Unless you've been vacationing in an alternate dimension for the last two years, you probably know that the economy has been going through a rough period. Along with that, the job market has also been difficult, with new graduates and other job seekers having to work harder to get their foot in the door. Times like these can lead to feelings of discouragement. Here's the good news: (1) A 2012 study shows an improving job environment, and (2) you can improve your own chances by taking positive action. Here are five tips to help fuel your job-finding efforts.

  • Network. You may have heard this before, but it's as true now as ever: It's as much about who you know as what you know. This doesn't mean you have to be "connected" to important or famous people in order to make things happen. It does mean that you should "recruit" your friends and family to help with your job search. Let them know what kinds of jobs you're seeking, and ask them to keep an eye out. You're far more likely to find a job this way than by filling out a random job application online.

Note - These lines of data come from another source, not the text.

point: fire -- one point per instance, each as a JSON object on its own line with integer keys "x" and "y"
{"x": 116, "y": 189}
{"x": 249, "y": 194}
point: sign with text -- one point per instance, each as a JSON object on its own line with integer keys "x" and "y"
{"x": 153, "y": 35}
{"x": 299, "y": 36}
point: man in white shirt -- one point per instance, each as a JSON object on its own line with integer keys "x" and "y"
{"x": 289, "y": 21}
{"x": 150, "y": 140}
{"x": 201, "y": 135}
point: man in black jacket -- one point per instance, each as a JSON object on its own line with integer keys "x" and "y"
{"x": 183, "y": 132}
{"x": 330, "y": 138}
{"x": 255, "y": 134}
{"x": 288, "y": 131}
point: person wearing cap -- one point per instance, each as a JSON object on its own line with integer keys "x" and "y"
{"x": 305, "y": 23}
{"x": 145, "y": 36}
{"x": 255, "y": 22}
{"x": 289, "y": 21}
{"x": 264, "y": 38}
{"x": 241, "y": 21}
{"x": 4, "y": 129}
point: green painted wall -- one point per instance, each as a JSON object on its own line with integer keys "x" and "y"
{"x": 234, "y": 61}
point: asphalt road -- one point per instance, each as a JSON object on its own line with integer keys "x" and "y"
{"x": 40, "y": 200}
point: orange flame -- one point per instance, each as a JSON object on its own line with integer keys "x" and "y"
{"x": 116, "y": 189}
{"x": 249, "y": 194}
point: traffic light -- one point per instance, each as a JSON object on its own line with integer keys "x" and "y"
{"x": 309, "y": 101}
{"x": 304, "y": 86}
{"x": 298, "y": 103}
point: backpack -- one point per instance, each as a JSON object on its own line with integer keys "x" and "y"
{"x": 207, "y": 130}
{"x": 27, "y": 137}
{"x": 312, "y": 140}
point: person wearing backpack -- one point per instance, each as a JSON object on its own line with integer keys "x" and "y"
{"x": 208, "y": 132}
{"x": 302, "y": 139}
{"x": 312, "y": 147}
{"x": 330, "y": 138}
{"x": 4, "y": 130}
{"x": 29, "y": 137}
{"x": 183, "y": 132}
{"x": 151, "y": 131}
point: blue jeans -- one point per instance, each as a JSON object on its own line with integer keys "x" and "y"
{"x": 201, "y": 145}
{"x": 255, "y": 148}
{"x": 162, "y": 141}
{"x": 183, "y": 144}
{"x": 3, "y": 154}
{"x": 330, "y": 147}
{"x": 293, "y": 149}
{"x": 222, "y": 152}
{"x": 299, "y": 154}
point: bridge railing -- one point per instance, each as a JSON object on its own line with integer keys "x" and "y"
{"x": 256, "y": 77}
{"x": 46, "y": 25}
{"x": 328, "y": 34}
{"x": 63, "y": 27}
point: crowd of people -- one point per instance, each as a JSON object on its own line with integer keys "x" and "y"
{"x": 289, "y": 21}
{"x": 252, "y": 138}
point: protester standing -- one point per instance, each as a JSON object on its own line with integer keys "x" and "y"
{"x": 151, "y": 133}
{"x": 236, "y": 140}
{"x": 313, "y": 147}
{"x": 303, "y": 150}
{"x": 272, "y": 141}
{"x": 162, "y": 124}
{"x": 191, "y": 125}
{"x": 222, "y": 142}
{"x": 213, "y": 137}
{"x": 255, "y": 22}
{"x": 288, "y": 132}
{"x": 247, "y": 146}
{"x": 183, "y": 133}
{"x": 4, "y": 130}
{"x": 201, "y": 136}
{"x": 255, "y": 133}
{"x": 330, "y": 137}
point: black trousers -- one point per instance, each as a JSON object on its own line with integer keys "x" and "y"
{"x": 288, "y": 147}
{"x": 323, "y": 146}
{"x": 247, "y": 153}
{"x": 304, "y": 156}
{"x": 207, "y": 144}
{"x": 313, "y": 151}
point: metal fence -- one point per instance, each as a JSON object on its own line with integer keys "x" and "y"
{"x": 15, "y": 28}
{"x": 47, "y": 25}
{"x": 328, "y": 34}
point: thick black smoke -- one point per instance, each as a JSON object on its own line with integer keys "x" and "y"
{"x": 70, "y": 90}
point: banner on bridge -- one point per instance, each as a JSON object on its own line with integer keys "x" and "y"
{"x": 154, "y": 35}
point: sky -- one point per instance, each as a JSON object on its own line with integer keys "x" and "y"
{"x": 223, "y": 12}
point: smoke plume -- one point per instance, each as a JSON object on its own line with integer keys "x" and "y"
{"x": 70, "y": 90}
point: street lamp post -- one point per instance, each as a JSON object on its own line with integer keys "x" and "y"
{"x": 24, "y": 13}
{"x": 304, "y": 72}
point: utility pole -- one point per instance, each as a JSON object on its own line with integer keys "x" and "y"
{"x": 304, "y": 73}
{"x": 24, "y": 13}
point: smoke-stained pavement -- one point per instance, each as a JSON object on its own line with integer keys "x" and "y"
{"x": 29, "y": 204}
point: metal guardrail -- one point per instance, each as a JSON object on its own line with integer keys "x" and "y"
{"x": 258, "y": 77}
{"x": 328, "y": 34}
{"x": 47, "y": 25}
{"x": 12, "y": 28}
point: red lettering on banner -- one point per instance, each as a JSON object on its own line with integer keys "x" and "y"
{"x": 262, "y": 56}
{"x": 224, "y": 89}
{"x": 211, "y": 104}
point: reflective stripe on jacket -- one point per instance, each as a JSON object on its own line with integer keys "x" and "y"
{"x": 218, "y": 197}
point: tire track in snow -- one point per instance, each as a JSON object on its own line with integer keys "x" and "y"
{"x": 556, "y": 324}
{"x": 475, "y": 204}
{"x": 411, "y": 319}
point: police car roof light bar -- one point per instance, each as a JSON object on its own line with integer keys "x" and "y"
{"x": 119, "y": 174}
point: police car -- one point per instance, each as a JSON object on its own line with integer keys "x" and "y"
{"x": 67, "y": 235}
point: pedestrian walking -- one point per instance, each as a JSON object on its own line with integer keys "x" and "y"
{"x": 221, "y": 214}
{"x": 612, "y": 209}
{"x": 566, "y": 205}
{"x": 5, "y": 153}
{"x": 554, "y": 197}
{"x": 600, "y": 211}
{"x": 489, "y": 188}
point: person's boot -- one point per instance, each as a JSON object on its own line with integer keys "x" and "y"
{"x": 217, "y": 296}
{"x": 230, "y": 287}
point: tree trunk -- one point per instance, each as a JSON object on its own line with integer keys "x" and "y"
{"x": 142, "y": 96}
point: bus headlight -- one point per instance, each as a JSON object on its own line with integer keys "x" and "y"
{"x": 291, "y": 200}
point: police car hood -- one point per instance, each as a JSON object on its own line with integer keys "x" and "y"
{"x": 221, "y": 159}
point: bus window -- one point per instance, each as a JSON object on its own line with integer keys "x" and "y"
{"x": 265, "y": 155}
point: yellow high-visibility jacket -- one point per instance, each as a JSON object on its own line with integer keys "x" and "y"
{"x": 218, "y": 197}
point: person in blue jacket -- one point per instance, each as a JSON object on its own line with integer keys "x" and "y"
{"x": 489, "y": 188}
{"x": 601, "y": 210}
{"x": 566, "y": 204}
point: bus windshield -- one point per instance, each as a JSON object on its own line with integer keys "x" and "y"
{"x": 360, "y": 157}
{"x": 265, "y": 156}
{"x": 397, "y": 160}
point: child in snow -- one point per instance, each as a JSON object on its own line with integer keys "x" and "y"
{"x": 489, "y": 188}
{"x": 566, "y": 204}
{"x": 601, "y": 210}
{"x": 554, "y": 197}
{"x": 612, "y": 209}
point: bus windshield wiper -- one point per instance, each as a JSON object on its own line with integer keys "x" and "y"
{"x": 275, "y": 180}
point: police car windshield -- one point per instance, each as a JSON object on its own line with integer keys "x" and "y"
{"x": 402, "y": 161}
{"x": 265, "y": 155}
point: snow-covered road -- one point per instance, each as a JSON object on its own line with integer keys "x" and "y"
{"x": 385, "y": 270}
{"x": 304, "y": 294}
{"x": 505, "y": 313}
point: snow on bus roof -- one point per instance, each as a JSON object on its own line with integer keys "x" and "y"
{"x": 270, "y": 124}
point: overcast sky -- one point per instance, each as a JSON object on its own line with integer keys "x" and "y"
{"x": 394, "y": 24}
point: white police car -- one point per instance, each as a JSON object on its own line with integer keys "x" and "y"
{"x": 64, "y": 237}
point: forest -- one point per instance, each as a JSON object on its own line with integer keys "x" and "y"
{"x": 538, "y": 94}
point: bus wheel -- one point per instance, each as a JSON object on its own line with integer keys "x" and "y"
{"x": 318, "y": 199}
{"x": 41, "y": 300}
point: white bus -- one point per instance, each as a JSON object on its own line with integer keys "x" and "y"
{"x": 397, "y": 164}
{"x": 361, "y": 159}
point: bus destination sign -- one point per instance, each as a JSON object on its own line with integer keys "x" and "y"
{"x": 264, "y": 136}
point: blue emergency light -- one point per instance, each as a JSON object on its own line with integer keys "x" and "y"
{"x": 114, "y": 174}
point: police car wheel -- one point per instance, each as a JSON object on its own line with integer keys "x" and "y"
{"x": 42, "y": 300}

  • Avoid resume-killing words. In a crowded field of applicants, the most important thing you can do is make your resume stand out. One of the best ways you can do this is by avoiding overused words — especially ones that could apply to almost any job seeker. Words like responsible, successful, dependable, and team player can be said of anyone with work experience, and violate the "show, don't tell" rule — instead of saying you were successful, for example, describe the success you had.
  • Don't pad your resume. Exaggerating or lying on your resume can be very tempting, but in the age of Google and Facebook it just isn't smart. When a potential employer can check your background and references so easily, including untrue information will lead your resume immediately to the trashcan.
  • Take temporary jobs. If you're having trouble finding a job in your chosen field, taking a temporary position can be a great way to land a full-time gig. A temporary position can lead to a permanent job, and if it doesn't, you've still increased your experience level.
  • Stay positive. Remember that even in a tough economy, far more people have jobs than don't. Furthermore, allowing yourself to get discouraged can slow down your Job-Hunting efforts and make you seem less appealing to potential employers. No one wants to hire a "downer." So keep your chin up, and keep at it — it's the only way to guarantee success!